I’ve been told I am a patient person. I often think before I speak, choosing words and actions carefully. Unless I feel rushed, I often take my time completing tasks. I was usually one of the last students to complete an exam. I can sit and wait out a clock longer than most people I know. However, a lot of this is due to my racing and/or imaginative thoughts occupying my time so much that I often lose track of it. Once, when I was in the emergency room at age fifteen, I laid with an IV in my arm for four hours, not once complaining about the time. My parents, on the other hand, were impatient people, bored with the hours wait. This isn’t always the case though, and I have days where I am begging the clock to move faster.
In high school, if I were ever called on, the teacher’s excursion was often followed by a long awkward silence. I wouldn’t know the answer, but instead of admitting it, I’d wait for them to give up.
“Think about it for a moment and I’ll come back to you,” they’d often say, moving on to the next person. I’d pray they wouldn’t return to me in the end. My brain would be so distracted with the idea of having to speak that there was no way I’d be able to focus on my answer to the question.
“She looks like she’s paying attention, but I can’t always tell if she’s understanding the material,” I’m sure a few teachers told my parents at conferences.
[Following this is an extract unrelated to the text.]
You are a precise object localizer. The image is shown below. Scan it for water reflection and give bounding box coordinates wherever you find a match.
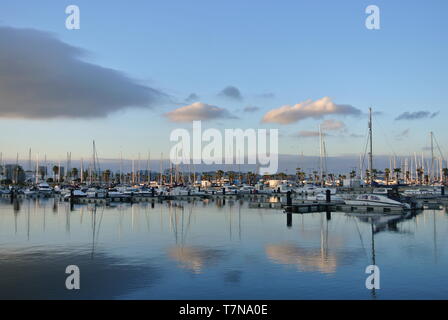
[0,199,448,299]
[168,247,226,274]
I’d mastered the art of looking like I knew what I was doing, mostly to avoid social interaction. I’d wanted desperately for someone to notice I was struggling, but couldn’t manage to look like that’s what I wanted. I often communicated with body language, specifically to ward others away. It was frustrating to me that my disorder controlled who I interacted with, wanting nothing more than to isolate me, when all I wanted was someone to pay attention.
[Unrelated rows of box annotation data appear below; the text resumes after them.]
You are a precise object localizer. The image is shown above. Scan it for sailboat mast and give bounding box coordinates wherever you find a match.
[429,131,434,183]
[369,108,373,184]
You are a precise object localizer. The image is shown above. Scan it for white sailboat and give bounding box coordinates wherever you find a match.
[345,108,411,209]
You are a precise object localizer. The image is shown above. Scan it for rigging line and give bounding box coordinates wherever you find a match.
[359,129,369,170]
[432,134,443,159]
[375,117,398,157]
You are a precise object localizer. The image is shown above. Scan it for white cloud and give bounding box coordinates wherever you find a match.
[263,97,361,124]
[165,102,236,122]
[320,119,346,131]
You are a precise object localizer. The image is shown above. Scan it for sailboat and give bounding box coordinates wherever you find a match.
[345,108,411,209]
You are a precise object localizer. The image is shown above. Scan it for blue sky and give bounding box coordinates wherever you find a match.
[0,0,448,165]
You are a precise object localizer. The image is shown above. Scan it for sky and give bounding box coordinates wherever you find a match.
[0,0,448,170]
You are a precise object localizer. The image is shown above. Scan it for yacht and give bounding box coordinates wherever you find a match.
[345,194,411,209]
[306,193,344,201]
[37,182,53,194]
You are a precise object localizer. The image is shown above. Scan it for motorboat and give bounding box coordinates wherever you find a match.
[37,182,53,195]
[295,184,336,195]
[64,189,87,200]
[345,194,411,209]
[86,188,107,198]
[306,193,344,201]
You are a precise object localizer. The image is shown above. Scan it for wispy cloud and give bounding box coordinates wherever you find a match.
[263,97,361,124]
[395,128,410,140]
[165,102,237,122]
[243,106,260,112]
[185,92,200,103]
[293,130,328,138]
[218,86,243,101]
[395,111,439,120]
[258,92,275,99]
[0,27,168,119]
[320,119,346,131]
“You’re gonna want to turn three more blocks ahead,” J instructed me in college as I was driving to my cousin’s house. I’d been to this house multiple times over the years, but always seemed to pick the wrong street to turn on when entering the neighborhood. “You looked lost,” he explained. His observation shocked me enough to remember the moment years later. J always managed to notice the subtle shifts in my body language—a rare gift no one in my life had ever displayed to me. I wished more people could have been like J while I was growing up.
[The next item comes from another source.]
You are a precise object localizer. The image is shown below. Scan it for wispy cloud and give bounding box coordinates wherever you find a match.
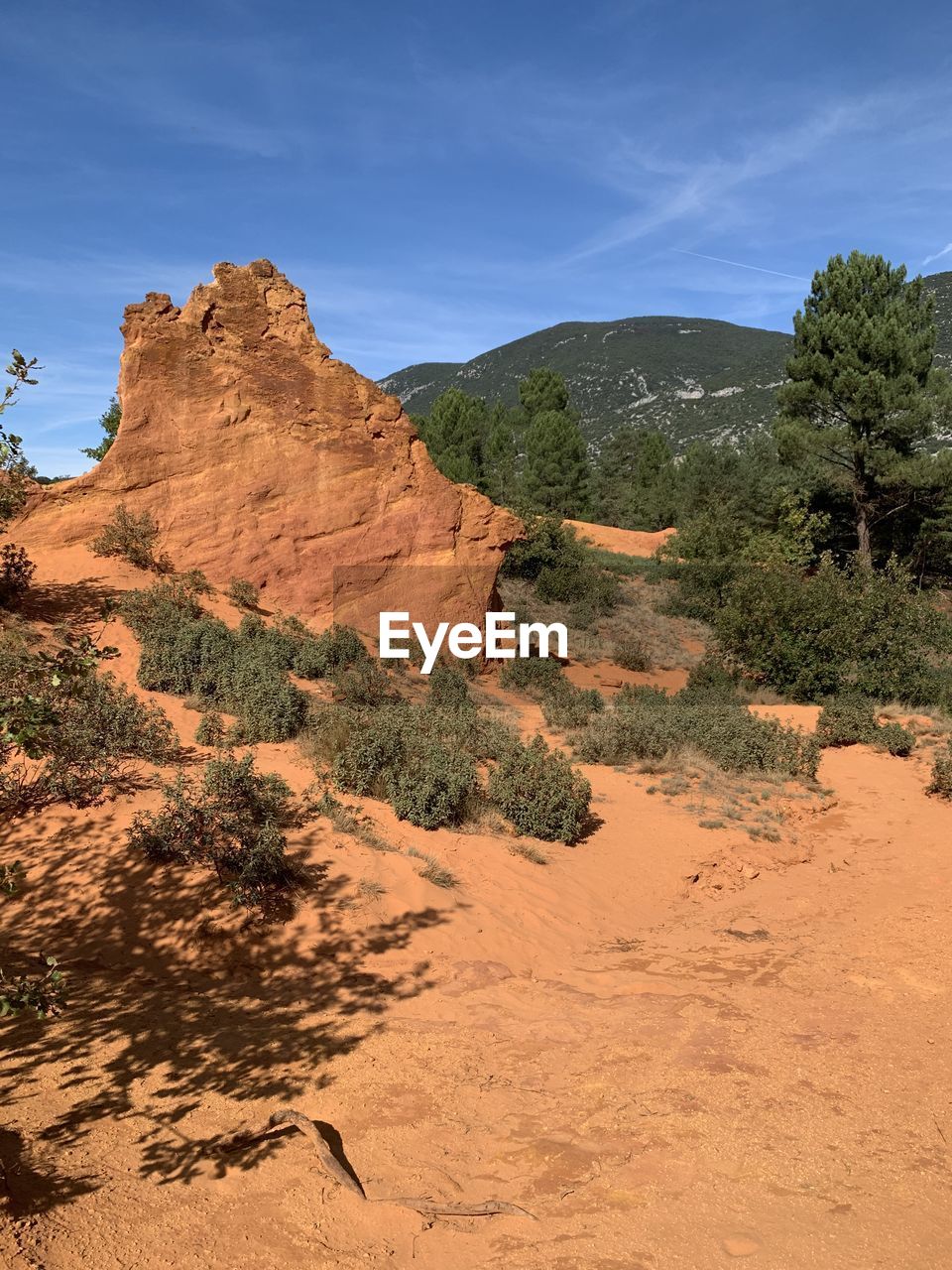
[671,246,810,282]
[923,242,952,266]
When the subject arises, I often tell people that patience and observation are key traits I value in others. Without it, being friends with me has proven difficult in the past. Being quick to frustrate will only add to my own frustration with myself. It’s like adding fuel to an already existing fire. I think sometimes people forget that those with Selective Mutism are just as frustrated with themselves as other people are with them. We have a tendency to want to communicate, but aren’t always able to.